Marge went to school in the 70s…and apparently 2000 (Picture: Fox)

Just months after executive producer Matt Selman hit back at critics of the apparently-fluid timeline of The Simpsons, it’s been revealed a new episode has Marge attending high school in 2000.

Throughout its thirty-year-plus history fans of the Fox series have come to understand Homer and Marge attended school in the 70s, with Marge a bra-burning feminist who fell in love with unpopular Homer. In fact, season four’s episode The Front was set at the pair’s Class of 1974 reunion.
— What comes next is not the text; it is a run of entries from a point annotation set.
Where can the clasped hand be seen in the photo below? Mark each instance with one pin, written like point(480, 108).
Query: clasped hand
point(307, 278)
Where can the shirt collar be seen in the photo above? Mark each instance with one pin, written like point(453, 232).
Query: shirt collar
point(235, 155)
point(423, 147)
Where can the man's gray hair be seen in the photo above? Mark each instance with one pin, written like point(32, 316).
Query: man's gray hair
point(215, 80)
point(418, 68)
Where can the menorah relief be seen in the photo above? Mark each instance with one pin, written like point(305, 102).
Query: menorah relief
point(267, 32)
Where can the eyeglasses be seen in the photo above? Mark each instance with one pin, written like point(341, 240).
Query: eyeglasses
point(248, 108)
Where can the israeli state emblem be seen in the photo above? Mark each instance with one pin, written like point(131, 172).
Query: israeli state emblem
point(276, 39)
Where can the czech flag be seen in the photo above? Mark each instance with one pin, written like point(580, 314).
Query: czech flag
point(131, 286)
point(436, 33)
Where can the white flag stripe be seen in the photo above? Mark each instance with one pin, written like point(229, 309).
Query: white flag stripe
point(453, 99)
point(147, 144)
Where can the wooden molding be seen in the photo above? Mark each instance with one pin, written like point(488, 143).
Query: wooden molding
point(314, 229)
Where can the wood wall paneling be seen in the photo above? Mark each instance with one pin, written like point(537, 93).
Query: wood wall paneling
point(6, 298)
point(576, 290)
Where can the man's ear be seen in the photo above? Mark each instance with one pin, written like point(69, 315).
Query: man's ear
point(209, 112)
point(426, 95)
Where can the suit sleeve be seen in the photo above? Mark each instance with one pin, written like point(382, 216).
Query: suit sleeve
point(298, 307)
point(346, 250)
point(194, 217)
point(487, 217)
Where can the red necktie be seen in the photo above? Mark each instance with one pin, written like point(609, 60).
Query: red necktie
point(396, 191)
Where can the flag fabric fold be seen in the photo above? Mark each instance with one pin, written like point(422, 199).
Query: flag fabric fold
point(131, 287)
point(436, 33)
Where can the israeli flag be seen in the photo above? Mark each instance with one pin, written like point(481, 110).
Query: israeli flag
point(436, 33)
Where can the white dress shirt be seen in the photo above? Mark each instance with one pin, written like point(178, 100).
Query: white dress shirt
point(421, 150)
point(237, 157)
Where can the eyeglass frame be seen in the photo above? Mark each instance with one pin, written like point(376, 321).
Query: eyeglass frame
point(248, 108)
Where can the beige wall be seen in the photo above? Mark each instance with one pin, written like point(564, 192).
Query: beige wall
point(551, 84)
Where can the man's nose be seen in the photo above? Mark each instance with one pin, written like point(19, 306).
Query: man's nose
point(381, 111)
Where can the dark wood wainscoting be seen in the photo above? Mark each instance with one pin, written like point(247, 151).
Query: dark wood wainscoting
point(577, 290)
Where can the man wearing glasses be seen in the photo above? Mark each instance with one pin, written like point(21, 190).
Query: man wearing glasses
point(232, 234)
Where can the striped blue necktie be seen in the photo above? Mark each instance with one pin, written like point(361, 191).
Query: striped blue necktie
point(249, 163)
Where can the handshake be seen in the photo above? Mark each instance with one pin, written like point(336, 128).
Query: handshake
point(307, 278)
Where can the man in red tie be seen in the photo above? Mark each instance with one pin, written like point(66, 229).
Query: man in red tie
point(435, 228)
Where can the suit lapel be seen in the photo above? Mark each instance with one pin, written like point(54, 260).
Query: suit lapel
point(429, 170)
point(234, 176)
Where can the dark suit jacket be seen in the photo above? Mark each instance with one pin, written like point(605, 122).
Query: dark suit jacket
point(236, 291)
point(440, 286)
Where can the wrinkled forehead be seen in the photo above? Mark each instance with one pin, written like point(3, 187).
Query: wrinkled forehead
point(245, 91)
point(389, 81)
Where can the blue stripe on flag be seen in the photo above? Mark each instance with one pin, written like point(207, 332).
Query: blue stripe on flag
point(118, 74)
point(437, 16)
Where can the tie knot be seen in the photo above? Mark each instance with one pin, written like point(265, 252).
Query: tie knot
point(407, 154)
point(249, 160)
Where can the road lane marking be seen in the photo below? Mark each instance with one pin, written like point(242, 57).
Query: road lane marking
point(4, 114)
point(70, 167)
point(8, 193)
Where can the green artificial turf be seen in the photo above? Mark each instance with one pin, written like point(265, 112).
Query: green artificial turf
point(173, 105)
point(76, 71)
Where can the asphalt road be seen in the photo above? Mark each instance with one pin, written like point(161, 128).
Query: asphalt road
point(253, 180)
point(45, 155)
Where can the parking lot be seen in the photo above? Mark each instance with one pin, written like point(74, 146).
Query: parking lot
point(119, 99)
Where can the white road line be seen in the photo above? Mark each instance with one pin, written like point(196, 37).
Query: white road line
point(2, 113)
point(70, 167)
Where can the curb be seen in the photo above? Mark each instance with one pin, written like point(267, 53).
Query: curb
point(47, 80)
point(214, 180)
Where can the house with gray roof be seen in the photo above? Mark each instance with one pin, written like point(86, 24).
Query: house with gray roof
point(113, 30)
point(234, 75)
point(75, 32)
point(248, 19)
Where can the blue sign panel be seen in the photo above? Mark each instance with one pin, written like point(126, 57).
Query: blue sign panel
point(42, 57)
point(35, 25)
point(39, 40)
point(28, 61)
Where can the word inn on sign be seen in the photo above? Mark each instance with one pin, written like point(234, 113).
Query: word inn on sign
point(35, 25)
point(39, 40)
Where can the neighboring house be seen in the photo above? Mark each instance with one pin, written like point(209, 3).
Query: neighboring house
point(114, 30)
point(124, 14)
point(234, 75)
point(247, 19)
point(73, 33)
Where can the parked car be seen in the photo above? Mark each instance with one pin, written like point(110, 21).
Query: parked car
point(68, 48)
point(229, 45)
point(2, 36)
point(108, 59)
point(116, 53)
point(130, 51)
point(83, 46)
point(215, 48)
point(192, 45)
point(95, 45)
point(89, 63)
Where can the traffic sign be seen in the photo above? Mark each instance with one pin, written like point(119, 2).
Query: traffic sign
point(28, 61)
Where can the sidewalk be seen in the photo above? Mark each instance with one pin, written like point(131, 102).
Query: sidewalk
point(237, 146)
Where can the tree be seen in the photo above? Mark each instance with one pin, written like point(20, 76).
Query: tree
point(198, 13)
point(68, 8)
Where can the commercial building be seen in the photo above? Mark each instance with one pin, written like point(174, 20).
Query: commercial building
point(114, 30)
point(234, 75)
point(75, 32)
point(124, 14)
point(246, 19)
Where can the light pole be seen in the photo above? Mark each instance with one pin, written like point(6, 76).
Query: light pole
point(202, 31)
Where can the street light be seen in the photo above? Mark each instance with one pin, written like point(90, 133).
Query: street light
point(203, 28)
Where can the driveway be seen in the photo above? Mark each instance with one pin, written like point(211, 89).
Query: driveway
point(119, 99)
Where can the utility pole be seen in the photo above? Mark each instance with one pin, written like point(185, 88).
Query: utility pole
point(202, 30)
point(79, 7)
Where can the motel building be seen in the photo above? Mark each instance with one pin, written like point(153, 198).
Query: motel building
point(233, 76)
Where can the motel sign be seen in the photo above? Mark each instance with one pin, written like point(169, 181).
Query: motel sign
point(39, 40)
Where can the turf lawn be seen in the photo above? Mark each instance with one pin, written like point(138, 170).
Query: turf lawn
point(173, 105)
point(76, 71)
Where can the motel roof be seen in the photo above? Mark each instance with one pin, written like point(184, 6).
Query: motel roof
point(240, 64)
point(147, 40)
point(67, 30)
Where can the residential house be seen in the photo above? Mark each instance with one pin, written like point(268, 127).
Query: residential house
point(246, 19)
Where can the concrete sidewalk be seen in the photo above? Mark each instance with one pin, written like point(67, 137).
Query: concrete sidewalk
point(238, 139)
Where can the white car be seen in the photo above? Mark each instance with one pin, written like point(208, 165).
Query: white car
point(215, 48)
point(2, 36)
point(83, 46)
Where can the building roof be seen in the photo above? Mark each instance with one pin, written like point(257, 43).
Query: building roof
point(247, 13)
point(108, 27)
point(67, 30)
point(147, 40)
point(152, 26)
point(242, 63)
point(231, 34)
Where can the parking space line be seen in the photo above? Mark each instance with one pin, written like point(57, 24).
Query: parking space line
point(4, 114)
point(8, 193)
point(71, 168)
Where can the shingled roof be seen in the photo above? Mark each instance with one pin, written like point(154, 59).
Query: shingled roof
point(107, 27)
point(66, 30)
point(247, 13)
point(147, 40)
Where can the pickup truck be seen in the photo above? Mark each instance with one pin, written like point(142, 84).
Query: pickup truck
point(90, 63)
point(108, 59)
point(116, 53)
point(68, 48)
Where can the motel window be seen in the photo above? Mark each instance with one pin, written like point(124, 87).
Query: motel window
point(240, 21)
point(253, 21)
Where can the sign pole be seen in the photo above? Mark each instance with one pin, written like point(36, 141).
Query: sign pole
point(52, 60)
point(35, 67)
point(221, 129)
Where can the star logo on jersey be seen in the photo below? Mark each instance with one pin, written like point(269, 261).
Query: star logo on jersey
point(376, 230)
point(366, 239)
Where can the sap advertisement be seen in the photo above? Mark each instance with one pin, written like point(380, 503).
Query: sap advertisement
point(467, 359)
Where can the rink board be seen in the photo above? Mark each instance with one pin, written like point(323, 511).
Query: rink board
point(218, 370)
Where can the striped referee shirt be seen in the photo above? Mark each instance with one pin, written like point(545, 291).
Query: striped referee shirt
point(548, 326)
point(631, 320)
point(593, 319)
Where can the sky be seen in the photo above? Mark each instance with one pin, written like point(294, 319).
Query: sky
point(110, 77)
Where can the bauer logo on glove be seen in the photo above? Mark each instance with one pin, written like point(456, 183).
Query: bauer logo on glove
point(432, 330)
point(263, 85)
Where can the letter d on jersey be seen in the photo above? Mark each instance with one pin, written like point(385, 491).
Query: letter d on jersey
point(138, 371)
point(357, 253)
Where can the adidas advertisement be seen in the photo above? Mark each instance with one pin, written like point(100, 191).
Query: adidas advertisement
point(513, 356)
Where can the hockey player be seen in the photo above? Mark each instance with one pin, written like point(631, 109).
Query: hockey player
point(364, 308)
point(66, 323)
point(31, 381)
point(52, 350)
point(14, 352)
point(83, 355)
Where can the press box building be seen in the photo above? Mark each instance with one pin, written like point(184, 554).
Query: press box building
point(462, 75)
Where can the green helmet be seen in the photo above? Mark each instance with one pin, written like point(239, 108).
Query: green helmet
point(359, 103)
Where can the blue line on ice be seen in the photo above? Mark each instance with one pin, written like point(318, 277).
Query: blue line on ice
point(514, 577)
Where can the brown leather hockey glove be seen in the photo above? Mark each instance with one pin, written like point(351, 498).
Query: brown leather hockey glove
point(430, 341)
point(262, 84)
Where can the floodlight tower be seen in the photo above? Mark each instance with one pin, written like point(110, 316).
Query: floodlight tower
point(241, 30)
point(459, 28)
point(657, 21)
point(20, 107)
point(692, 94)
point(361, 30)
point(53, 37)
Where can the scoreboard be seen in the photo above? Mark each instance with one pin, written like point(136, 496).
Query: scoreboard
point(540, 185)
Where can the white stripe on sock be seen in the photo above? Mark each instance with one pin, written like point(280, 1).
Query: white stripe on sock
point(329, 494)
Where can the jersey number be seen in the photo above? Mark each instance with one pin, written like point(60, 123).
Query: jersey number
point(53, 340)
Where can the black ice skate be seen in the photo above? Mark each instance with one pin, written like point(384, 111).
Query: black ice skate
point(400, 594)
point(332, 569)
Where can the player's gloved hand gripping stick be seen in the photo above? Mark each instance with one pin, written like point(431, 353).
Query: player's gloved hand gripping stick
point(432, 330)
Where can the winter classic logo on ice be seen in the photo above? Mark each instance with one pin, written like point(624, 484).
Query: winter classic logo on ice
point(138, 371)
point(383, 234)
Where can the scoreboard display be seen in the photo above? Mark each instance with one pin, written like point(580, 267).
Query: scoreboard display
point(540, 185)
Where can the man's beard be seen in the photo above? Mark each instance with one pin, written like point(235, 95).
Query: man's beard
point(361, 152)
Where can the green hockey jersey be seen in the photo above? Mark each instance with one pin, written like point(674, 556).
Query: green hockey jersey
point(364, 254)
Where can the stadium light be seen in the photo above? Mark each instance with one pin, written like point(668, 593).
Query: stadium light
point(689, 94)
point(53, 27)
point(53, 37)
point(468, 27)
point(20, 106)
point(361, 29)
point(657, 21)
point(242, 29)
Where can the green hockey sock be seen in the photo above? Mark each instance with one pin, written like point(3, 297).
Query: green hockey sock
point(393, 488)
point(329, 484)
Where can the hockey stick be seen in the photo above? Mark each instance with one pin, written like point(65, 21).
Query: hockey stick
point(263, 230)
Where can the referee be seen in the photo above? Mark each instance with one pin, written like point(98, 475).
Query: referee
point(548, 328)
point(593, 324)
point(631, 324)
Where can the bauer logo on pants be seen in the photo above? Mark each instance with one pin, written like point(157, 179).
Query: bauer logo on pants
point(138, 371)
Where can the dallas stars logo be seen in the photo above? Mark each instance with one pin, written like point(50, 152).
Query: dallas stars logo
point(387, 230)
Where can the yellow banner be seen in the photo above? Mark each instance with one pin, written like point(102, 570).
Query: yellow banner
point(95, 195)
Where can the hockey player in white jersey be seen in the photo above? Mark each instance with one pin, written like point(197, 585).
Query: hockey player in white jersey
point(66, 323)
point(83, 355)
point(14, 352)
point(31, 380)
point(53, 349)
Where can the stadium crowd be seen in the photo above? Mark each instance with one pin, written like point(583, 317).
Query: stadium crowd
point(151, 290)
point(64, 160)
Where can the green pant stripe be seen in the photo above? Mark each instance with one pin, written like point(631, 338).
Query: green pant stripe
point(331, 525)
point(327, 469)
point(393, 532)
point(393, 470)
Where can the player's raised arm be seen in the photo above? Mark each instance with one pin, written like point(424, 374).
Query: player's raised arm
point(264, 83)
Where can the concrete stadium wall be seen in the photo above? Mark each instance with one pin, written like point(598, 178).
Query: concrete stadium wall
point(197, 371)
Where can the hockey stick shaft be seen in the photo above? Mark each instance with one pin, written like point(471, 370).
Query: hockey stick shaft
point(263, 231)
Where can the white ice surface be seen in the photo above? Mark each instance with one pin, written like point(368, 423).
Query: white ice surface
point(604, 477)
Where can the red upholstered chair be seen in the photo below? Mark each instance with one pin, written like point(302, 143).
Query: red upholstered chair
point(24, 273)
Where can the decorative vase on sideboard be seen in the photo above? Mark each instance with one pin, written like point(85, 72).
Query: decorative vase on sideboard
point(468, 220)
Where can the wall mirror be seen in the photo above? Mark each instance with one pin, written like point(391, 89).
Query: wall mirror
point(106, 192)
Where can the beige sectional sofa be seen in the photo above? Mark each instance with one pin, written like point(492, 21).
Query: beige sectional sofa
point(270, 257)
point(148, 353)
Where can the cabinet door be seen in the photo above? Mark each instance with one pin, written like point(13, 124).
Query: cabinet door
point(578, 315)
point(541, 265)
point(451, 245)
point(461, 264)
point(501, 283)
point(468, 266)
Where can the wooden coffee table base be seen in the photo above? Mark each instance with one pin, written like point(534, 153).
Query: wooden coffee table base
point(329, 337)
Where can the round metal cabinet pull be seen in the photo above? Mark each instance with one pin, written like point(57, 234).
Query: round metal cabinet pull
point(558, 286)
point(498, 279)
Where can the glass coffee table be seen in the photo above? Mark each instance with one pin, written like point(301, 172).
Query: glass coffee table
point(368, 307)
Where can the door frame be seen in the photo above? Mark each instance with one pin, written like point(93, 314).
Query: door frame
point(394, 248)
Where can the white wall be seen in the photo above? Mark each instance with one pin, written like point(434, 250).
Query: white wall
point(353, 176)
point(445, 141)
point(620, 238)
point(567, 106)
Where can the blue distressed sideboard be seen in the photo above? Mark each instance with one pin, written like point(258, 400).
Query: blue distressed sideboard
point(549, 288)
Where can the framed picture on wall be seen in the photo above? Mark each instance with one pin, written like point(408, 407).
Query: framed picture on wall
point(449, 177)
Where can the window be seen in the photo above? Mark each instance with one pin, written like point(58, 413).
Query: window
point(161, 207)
So forgive us if we find it hard to bend our feeble minds.

Teasing the upcoming series, Selman revealed Marge was the stage manager of a production about the Millennium Bug, which the world feared as the ball dropped and we entered 2000.

He told Entertainment Weekly of the new episode: ‘Marge has amazing memories of being the stage manager of her high school musical, Y2K: The Millennium Bug, and decides to restage it with everyone 20 years later for one last show.

‘But when her old high school nemesis comes to town, she realises that her high school memories aren’t what she thought they were.’

Because they were set 26 years after she actually graduated?

Fans feel strong about a timeline (Picture: Fox)

The episode is an all-singing fiesta and features Kristen Bell and while that’s all well and good, previous shifting of the canon has had punters up in arms over the years, despite Selman insisting this timeline doesn’t exist no matter how much fans go on about it.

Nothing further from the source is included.